川勝知事が国際公約に挙げる「ユネスコエコパーク」は、実際は、ユネスコ「人間と生物圏(MAB=Man and Biosphere)計画」研究事業の「生物圏保存(BR=Biosphere Reserve)地域」を指す。自然と天然資源の合理的利用と保存を図るのが目的。

南アルプス保全を唱え続けた川勝知事
筆者撮影
南アルプス保全を唱え続けた川勝知事

世界遺産と違い、知名度が低いので、日本国内のみで通用する「ユネスコエコパーク」という響きの良い呼称を使っている。

BR地域では、世界遺産と同じように規制の厳しい「核心地域」「緩衝地域」を持つが、世界遺産と違うのは、「緩衝地域」の周りに、自然を生かして地元の利益を図る「移行地域」が設定されていることである。

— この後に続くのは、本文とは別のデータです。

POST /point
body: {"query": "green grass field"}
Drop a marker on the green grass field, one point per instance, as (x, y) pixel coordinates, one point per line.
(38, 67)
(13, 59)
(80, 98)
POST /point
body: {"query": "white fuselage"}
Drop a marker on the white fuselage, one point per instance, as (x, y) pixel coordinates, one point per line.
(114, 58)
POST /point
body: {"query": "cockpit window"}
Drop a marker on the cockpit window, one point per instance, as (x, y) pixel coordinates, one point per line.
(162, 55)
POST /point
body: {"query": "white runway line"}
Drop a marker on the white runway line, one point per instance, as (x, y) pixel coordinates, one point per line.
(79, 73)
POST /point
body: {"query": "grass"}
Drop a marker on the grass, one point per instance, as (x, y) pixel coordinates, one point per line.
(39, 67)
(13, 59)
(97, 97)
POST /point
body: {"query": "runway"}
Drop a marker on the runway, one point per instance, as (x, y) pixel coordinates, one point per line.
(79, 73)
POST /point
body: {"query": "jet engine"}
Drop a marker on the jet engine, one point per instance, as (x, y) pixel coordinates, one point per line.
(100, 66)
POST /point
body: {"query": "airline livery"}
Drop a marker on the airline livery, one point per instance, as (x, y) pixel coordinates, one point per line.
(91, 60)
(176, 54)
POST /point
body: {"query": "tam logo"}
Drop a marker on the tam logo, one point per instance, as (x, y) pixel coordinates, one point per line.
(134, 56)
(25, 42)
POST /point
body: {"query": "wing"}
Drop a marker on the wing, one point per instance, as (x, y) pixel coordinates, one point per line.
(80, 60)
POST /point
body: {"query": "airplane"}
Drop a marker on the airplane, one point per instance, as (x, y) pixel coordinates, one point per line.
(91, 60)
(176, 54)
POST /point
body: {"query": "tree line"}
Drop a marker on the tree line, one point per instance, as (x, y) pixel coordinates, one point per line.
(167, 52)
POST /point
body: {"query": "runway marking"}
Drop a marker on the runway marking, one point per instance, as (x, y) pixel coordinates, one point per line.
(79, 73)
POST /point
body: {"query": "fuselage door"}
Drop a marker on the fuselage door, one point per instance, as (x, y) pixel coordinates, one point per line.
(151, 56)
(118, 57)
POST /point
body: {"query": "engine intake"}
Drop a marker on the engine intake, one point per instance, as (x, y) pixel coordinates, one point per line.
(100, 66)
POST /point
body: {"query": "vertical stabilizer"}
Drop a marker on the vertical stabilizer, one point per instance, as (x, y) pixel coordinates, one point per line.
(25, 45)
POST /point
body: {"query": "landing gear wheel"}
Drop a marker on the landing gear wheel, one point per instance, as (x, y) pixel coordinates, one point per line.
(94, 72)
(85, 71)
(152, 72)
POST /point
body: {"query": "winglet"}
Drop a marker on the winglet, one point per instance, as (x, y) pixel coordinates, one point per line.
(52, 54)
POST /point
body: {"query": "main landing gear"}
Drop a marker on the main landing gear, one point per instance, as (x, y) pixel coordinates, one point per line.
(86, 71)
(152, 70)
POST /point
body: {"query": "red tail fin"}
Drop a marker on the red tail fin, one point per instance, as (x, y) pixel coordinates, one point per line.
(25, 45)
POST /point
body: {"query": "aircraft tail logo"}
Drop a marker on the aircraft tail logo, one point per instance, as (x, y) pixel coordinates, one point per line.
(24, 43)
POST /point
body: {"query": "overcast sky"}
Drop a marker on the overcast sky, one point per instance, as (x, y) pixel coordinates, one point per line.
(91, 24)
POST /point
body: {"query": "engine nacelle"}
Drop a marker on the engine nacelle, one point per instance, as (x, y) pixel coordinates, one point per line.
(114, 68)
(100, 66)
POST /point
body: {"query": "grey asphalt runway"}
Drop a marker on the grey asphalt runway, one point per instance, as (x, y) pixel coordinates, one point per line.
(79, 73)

自然との調和を図る地域発展が狙いで、川根本町、山梨県早川町、南アルプス市、長野県大鹿村は、街全体がBR地域に指定されている。当然、ふつうに人々が暮らす街中は「移行地域」であり、早川町、大鹿村では南アルプストンネル掘削がすでに始まっている。街の中を四六時中、工事用車両などが行き交う。地元の経済的な利益を図るのだから、BR地域の目的にかなっている。

街全体がユネスコエコパークの川根本町
筆者撮影
街全体がユネスコエコパークの川根本町

街全体が「移行地域」に指定される川根本町は、ユネスコエコパークが何かを象徴する。南アルプス最南端の街は人と自然の共存にふさわしい地域であり、エコパークだからといって何らかの規制があるわけではない。

南アルプスの世界遺産登録を諦めて…

2007年2月、静岡市、川根本町など静岡、山梨、長野3県の10市町村長が「南アルプス世界自然遺産登録推進協議会」を設立し、行政主導型で世界遺産運動がスタートした。世界遺産という「ブランド」によって、南アルプスの魅力を高め、山間地の振興を図りたい意向だった。世界遺産登録が難しいことがわかると、BR地域登録に舵を切り替えた。

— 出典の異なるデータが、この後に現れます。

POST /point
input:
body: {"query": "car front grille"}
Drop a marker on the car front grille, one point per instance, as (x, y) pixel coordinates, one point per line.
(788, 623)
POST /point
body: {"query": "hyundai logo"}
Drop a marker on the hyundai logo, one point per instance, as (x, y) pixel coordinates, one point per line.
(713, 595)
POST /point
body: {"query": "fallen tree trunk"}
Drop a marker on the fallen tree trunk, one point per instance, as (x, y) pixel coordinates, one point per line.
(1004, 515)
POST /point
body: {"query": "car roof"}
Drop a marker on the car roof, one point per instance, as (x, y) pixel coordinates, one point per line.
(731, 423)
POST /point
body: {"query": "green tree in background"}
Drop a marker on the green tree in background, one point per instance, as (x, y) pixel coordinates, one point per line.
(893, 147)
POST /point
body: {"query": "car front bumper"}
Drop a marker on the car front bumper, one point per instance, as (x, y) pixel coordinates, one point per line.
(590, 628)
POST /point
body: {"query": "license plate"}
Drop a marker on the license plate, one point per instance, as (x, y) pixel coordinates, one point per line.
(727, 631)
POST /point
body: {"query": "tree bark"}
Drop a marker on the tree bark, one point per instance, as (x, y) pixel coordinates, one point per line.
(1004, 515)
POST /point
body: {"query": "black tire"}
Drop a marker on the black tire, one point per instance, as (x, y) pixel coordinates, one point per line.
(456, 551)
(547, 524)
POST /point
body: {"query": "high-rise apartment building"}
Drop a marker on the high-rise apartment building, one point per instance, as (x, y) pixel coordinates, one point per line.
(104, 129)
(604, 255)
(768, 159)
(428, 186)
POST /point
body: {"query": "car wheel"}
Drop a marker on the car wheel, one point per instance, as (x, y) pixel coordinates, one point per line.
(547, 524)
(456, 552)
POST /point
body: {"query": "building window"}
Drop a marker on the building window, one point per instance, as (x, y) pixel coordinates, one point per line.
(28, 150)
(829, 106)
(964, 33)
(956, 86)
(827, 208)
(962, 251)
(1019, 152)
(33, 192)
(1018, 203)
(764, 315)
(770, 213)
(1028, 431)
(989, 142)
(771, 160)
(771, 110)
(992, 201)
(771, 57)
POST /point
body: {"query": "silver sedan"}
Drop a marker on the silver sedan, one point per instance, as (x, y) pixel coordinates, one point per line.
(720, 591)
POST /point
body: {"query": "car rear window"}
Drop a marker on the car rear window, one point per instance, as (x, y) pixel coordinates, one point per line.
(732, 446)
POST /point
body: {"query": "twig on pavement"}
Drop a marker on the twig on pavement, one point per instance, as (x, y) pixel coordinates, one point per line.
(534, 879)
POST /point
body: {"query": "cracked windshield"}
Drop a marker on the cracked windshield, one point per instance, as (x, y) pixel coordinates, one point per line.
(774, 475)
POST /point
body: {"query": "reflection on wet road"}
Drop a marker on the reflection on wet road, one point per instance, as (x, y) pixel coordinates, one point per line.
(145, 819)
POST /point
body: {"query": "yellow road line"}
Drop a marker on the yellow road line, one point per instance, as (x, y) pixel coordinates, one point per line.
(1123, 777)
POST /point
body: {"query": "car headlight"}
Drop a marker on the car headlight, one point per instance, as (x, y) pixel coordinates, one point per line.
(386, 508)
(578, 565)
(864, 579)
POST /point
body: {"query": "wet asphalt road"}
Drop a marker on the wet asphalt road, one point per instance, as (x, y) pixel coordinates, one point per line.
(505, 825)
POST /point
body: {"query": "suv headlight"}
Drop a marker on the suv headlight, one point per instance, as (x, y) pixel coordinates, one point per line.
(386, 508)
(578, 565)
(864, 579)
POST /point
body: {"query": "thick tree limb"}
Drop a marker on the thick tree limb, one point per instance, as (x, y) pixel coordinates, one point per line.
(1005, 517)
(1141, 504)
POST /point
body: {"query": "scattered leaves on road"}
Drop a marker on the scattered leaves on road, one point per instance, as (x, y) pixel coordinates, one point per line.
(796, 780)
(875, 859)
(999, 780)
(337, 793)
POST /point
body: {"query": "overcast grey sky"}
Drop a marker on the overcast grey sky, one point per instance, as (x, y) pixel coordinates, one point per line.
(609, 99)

2014年6月、ユネスコMAB委員会が南アルプスをBR地域に指定すると同時に、南アルプスの世界遺産運動は消滅した。もともと世界遺産を提案した静岡市などは自然環境保全が目的ではなかったため、「ユネスコエコパーク」という地域振興を図る国際的な「称号」を得たことで十分、満足したようだ。